Ventesimo giorno di guerra in Sudan, con tregue annunciate e mai rispettate (anche l’ultima, quella dei sette giorni), civili gravemente in pericolo e frontiere dei Paesi limitrofi aperte per consentire agli sfollati di lasciare il Paese.
La preoccupazione più grande degli operatori umanitari è per i milioni di civili intrappolati a Khartoum, a Omdurman e in altri centri urbani, con temperature che superano i 40°, rimasti senza più cibo nè acqua.
«Le due forze armate hanno ripetutamente usato armi esplosive nelle aree urbane causando perdite di vite umane, danneggiando le infrastrutture più importanti e lasciando milioni di persone senza accesso alle risorse primarie», denuncia oggi Human Rights Watch.
E’ notizia di un giorno fa che sei carichi di scorte alimentari del Programma Alimentare Mondiale, fermi nella regione del Darfur, siano stati saccheggiati: non hanno ricevuto il via libera per arrivare nelle zone sotto assedio. (clicca qui)
Subito dopo aver perso tre dei suoi operatori, uccisi in Darfur all’inizio del conflitto, il Pam aveva sospeso gli aiuti, poi ripristinati. Ma il problema è farli arrivare.
Un portavoce delle Nazioni Unite ha fatto sapere ieri che 17mila tonnellate di cibo su un carico di 80mila è stato trafugato prima di arrivare a destinazione.
«”Non stiamo chiedendo la luna – ha detto Martin Griffiths a capo degli aiuti umanitari delle UN – Stiamo chiedendo solo di far passare aiuti e persone, lo facciamo in qualsiasi Paese, anche senza ‘cessate il fuoco’».
Ma non in Sudan, evidentemente.
Dove i due generali in conflitto, Al-Bhuran e Hamedti, sono decisi a proseguire l’escalation militare nonostante le dichiarazioni di tregua e forse hanno difficoltà a tenere sotto controllo le impennate dei rispettivi eserciti.
«Temiamo un impatto sociale forte», ci spiega al telefono Alessandra Morelli, ex funzionaria dell’Unhcr oggi in pensione.
«Il flusso di rifugiati supera le 60mila persone e aumenterà – spiega – a meno che la violenza non si fermi.
Il paradosso è che molte persone dal Sud Sudan si erano trasferite proprio in Sudan durante la precedente guerra, e adesso sono costrette a tornare nel proprio Paese dove le cose non vanno bene»

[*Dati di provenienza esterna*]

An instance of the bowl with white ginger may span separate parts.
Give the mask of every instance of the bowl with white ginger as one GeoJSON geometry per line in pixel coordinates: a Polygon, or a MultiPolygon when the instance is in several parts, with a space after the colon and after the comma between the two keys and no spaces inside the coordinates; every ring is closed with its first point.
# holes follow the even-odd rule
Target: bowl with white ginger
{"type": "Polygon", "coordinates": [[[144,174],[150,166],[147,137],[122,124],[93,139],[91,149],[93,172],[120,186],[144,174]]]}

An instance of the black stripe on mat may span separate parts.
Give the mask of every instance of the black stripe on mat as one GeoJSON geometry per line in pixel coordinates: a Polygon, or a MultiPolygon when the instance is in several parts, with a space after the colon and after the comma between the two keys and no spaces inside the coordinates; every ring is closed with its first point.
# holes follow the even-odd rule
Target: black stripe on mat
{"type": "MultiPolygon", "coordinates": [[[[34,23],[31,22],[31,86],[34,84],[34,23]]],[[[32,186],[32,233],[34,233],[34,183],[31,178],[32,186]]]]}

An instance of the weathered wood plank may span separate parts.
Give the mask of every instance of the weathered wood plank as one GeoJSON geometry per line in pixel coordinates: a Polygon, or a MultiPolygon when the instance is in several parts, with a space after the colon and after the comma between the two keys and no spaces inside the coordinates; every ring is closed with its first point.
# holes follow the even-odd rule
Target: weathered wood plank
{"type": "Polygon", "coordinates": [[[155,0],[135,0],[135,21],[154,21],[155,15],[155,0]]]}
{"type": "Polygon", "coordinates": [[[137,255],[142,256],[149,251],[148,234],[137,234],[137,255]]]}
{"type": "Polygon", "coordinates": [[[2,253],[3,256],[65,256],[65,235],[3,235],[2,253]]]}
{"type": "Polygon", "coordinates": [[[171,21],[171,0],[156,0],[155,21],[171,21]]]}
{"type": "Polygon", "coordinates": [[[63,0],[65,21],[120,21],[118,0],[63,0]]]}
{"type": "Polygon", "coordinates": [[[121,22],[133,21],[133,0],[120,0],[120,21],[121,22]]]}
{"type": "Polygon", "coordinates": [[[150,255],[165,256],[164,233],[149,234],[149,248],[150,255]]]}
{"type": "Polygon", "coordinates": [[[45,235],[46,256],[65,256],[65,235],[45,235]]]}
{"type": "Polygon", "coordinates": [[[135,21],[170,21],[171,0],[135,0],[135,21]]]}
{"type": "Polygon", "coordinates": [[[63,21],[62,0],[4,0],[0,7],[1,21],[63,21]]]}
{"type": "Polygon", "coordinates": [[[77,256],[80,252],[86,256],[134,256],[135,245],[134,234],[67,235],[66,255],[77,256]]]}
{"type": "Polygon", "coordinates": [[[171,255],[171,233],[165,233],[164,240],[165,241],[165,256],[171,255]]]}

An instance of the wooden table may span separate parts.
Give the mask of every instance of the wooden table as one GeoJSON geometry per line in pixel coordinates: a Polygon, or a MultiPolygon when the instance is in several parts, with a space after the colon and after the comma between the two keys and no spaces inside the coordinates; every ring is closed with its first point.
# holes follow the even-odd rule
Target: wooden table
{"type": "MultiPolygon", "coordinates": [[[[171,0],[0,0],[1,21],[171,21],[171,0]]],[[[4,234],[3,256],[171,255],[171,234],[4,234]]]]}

Le agenzie delle Nazioni Unite sono presenti alle frontiere, la richiesta ai Paesi limitrofi da parte di Filippo Grandi, Alto Commissario delle Nazioni Unite per i Rifugiati, «è di tenere aperti i confini per accogliere», dice ancora Morelli.

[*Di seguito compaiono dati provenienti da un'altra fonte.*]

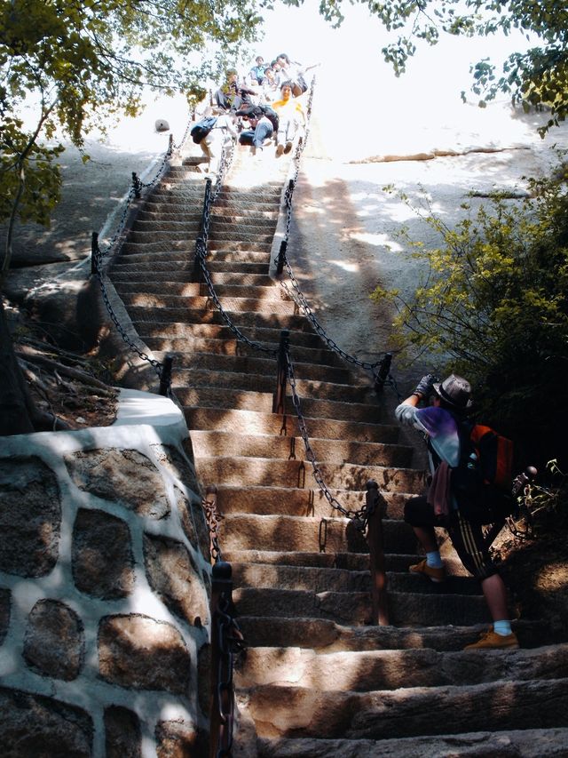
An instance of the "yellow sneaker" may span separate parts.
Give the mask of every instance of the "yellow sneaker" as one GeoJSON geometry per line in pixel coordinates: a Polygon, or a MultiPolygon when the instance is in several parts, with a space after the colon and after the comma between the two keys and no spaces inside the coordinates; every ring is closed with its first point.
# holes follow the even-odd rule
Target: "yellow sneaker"
{"type": "Polygon", "coordinates": [[[486,632],[482,632],[477,642],[466,645],[464,650],[517,650],[519,644],[515,632],[510,634],[498,634],[490,626],[486,632]]]}
{"type": "Polygon", "coordinates": [[[433,566],[429,566],[426,563],[426,558],[421,561],[420,563],[415,563],[410,566],[408,570],[411,574],[422,574],[432,582],[443,582],[446,579],[446,569],[442,566],[441,569],[435,569],[433,566]]]}

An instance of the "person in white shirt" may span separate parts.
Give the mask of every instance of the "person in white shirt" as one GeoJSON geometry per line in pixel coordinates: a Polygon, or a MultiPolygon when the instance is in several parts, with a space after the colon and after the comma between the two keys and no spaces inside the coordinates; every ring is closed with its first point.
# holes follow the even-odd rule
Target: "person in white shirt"
{"type": "Polygon", "coordinates": [[[237,130],[234,125],[234,116],[229,113],[221,113],[217,116],[215,126],[199,143],[203,155],[209,159],[208,174],[211,179],[217,178],[223,150],[231,145],[233,140],[236,139],[237,130]]]}

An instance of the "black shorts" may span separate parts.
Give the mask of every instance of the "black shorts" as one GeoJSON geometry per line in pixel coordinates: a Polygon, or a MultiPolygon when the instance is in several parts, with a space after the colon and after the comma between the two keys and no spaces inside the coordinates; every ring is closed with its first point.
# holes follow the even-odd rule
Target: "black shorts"
{"type": "Polygon", "coordinates": [[[434,514],[434,508],[422,495],[406,501],[405,521],[411,526],[443,526],[450,536],[460,560],[468,571],[478,579],[486,579],[499,573],[485,546],[481,525],[469,522],[459,510],[453,511],[446,522],[441,524],[434,514]]]}

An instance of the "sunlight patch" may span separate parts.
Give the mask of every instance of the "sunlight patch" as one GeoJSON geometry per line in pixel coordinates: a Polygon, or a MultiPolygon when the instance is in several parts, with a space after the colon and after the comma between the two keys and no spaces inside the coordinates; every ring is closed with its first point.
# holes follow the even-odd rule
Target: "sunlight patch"
{"type": "Polygon", "coordinates": [[[332,260],[331,262],[338,268],[343,268],[343,271],[347,271],[350,274],[356,274],[359,271],[357,263],[346,263],[344,260],[332,260]]]}

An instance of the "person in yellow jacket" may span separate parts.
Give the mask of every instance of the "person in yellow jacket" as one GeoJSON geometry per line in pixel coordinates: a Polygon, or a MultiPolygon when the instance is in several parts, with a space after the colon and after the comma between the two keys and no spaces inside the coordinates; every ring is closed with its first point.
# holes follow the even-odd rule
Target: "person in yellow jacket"
{"type": "Polygon", "coordinates": [[[272,108],[278,114],[279,125],[276,135],[276,156],[289,153],[298,128],[305,126],[305,114],[302,103],[292,95],[290,82],[280,84],[280,100],[274,100],[272,108]]]}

I missionari salesiani che non hanno lasciato il Paese– esattamente come i comboniani e diversi altri – hanno fatto sapere che una bomba è caduta qualche giorno fa sul tetto del loro laboratorio di Khartoum.
«Per fortuna non c’era nessuno – dicono – Sotto alcuni proiettili raccolti in cortile.
I ribelli (l’esercito paramilitare ndr.) sono aiutati dai soldati del gruppo Wagner che proteggono le miniere d’oro in Darfur sfruttate dai russi».
“I comboniani ad Omdurman stanno abbastanza bene ma anche da loro il cibo scarseggia e sono molto preoccupati per la carenza d’acqua poiché tubi e condutture sono stati colpiti dai militari”, racconta una fonte missionaria.
E nel frattempo i civili, tra due fuochi, resistono e si affidano all’autodifesa: sono organizzati in comitati di resistenza.
«Non contiamo sui generali, perché sappiamo che a loro non importa di noi. Contiamo sulle persone», dicono.
«Con temperature che superano i 40° io normalmente dormo fuori, in giardino, ma sono troppo spaventata per farlo adesso: vedo i jet da combattimento sorvolare casa mia, ad Omdurman city, nonostante l’annuncio di ‘cessate-il-fuoco’», scrive sul sito della BBC la giornalista Zeinab Mohammed Salih.